De dikke man in de winter
De Ysander is robuust en zeer winterhard. Omdat het bovendien een groenblijvende plant is en vaak een groter oppervlak bestrijkt, zal uw tuin er het hele jaar door nooit kaal uitzien. Zelfs in de winter heeft de Ysander geen speciale verzorging nodig.
Ziekten en plagen
De robuuste Ysander heeft nauwelijks last van ziekten en plagen, zeker niet als de plant gezond is en op een goede standplaats staat. Ziekten kunnen echter aanzienlijke schade aan uw schaduwgroen veroorzaken. Dit is de zogenaamde Volutella-bladvlekkenziekte en stengelrot. Het wordt veroorzaakt door een zeer specifieke schimmel die alleen de Ysander (bot. Pachysander terminalis) aantast. Hij heet Volutella pachysandricola en komt vrijwel alleen voor op zwakke planten. Deze ziekte wordt soms verward met rot, wat ook bij Ysander kan voorkomen als het te vochtig of nat is.

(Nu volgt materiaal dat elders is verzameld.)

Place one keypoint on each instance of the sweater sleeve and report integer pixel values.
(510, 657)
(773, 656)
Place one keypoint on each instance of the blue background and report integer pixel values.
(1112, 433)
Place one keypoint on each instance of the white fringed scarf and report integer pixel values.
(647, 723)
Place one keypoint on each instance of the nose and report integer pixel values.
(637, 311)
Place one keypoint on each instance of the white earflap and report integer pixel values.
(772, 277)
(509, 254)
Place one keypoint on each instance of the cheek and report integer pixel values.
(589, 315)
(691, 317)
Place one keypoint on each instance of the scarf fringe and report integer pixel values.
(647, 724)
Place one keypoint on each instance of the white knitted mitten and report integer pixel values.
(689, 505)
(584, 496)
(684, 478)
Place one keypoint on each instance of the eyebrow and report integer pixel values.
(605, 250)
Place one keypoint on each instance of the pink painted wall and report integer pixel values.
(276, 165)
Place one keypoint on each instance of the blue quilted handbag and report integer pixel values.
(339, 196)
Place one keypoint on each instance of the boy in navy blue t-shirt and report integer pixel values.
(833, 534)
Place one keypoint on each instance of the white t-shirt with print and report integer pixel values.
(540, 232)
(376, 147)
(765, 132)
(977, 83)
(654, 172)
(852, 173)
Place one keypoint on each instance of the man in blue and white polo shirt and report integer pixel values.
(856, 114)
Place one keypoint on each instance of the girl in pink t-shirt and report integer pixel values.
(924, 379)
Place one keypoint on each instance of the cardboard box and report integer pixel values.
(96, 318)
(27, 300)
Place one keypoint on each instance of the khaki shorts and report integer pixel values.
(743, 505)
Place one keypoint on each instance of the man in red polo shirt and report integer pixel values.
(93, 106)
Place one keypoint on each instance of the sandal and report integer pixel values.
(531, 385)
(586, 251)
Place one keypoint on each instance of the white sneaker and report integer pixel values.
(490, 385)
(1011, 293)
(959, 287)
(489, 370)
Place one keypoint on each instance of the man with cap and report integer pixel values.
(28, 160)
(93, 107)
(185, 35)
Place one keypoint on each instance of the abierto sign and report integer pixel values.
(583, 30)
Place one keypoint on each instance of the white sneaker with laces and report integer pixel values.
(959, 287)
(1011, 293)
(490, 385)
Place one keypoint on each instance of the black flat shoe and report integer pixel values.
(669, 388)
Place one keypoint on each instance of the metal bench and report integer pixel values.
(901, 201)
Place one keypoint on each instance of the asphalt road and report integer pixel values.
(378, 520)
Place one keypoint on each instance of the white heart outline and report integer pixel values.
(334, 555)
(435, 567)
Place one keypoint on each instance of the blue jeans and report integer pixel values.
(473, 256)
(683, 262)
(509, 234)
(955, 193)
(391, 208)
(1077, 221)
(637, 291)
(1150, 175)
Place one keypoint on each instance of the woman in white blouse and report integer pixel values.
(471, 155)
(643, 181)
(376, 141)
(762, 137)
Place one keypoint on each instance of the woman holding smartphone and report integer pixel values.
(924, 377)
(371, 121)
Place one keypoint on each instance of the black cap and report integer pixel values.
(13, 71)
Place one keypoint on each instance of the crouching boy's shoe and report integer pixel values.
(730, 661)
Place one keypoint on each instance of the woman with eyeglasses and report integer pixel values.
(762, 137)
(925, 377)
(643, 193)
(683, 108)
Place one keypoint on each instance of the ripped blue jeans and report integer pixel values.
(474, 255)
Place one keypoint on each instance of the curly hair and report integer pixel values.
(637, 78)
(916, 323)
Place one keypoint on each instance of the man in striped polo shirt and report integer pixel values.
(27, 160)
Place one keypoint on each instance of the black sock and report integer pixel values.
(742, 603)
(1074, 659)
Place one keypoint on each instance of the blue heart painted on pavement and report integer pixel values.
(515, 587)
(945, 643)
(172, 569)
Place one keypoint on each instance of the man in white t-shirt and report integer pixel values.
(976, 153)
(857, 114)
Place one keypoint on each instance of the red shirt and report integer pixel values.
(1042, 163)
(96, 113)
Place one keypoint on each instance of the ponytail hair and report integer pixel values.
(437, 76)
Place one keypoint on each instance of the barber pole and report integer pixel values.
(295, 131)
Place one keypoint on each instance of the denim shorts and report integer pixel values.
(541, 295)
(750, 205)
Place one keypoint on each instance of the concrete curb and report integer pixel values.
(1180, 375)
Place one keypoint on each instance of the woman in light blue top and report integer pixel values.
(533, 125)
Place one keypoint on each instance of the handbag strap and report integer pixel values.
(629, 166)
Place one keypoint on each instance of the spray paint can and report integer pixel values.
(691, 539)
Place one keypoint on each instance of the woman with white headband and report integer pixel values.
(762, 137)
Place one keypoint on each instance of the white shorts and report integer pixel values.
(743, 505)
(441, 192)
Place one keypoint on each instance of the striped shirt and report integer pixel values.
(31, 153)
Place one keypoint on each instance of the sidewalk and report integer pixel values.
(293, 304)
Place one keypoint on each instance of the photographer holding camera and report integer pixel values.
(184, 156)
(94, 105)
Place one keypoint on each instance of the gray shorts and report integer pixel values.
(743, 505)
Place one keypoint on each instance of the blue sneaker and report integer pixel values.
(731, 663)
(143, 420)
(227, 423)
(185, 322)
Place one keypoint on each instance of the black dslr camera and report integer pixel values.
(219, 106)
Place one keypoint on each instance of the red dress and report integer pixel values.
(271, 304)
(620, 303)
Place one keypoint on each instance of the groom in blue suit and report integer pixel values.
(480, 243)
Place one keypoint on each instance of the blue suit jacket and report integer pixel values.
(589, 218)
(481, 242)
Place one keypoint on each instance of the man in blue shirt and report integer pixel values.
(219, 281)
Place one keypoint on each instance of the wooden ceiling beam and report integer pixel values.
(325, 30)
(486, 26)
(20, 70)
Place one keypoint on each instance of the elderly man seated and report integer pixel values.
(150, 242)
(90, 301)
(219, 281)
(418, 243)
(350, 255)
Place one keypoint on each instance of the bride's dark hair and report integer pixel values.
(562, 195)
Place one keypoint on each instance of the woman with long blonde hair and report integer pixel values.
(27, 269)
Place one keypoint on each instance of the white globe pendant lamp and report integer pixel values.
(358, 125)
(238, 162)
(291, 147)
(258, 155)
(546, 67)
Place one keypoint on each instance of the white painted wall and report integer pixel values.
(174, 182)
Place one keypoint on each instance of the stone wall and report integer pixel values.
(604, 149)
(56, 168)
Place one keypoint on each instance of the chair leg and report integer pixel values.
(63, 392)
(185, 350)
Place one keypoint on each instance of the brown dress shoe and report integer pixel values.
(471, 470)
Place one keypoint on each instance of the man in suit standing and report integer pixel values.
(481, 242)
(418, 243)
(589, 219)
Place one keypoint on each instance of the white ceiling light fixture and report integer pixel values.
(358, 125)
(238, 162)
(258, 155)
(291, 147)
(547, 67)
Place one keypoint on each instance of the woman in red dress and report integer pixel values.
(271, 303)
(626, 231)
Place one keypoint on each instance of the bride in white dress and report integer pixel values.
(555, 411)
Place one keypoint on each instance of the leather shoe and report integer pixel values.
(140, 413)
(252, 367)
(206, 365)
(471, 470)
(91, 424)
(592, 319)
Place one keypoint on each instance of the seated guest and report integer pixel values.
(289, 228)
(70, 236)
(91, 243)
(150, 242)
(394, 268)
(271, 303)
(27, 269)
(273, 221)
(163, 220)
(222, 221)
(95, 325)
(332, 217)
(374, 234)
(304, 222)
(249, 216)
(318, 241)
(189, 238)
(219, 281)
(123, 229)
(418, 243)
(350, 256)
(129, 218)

Symptomen van Volutella-bladvlekken en stengelrot
In het begin verschijnen er meestal zwarte of bruine vlekken op de bladeren. Later zie je duidelijk de roze vruchtlichamen op de stengels en onderzijde van de bladeren. De Ysander verliest steeds meer blad en de aangetaste scheuten worden zacht en zwart. Je kunt de getroffen planten niet meer helpen, maar als je snel ingrijpt, kun je misschien de rest van je kleintjes redden. Verwijder onmiddellijk alle aangetaste planten, inclusief de grond die aan de wortels vastzit. Plant Ysander in geen geval meteen opnieuw op deze plek, maar wacht een paar jaar. De schimmelsporen kunnen lange tijd in de grond overleven en vervolgens zeer snel de nieuw geplante planten infecteren. In de tussentijd wordt groenbemesting aanbevolen.